Hello Biostars!
I would like to extract locations (starting point and ending point) for some regions characterizing genes.
Using Biomart, for example, I can extract for a gene:
Gene_Start_(bp)
Gene_End_(bp)
Transcription_Start_Site_(TSS)
Exon_Chr_Start_(bp)
Exon_Chr_End_(bp)
5'_UTR_Start
5'_UTR_End
3'_UTR_Start
3'_UTR_End
In Biomart, by convention, locations grow from left to right.
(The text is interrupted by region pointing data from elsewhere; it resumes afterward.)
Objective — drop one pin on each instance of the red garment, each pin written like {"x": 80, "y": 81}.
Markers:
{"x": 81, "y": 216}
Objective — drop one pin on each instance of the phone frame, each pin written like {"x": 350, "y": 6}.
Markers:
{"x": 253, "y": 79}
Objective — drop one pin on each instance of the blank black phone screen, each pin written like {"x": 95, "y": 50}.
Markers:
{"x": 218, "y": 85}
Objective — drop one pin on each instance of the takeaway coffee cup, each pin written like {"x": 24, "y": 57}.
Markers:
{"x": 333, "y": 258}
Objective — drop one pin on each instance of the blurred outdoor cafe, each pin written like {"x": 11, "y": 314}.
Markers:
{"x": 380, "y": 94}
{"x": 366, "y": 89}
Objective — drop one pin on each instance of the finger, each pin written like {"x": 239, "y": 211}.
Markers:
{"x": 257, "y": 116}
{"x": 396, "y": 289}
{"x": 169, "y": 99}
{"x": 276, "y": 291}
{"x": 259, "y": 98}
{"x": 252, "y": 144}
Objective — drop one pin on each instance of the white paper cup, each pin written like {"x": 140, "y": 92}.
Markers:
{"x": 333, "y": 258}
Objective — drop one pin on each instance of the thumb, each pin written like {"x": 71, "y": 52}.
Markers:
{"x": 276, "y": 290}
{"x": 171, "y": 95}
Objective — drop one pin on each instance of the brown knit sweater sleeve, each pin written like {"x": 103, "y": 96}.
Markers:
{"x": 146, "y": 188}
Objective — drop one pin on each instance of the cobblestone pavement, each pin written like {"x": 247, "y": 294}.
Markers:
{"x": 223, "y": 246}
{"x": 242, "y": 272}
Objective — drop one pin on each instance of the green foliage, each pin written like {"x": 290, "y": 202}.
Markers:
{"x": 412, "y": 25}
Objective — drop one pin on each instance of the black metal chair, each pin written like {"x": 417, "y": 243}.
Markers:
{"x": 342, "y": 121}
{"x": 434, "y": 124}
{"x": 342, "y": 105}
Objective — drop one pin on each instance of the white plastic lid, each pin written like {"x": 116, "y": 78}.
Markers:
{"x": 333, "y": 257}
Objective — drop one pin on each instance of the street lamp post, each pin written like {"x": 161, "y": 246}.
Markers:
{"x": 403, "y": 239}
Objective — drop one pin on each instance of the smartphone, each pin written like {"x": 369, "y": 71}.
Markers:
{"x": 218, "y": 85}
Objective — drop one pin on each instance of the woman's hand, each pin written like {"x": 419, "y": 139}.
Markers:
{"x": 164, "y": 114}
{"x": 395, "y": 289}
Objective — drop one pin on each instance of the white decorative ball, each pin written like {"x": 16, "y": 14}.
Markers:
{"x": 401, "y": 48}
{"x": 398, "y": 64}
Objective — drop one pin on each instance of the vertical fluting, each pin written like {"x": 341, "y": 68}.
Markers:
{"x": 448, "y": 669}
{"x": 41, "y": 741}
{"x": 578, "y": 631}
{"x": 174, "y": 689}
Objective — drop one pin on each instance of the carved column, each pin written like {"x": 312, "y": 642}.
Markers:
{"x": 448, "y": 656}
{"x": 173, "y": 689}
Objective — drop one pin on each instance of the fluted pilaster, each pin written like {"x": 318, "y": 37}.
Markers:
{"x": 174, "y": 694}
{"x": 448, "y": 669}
For a gene on the positive strand, it is quite trivial to find the first exon, and to compute the gene body (from the end of the first exon to the beginning of the rightmost 3'_UTR_Start
).
But how to deal with genes on the negative strand?
I know that in nature, genes on the negative strand are transcribed from right to left.What should I consider as the first exon for this gene on the negative strand?
cheers
True. My experience out of the genome browser is, it returns the actual start of the exon, which I think is the right 5'. Quick question: What do you mean by "In "nature" all genes are transcribed in the same direction (5' to 3') relative to the template strand"?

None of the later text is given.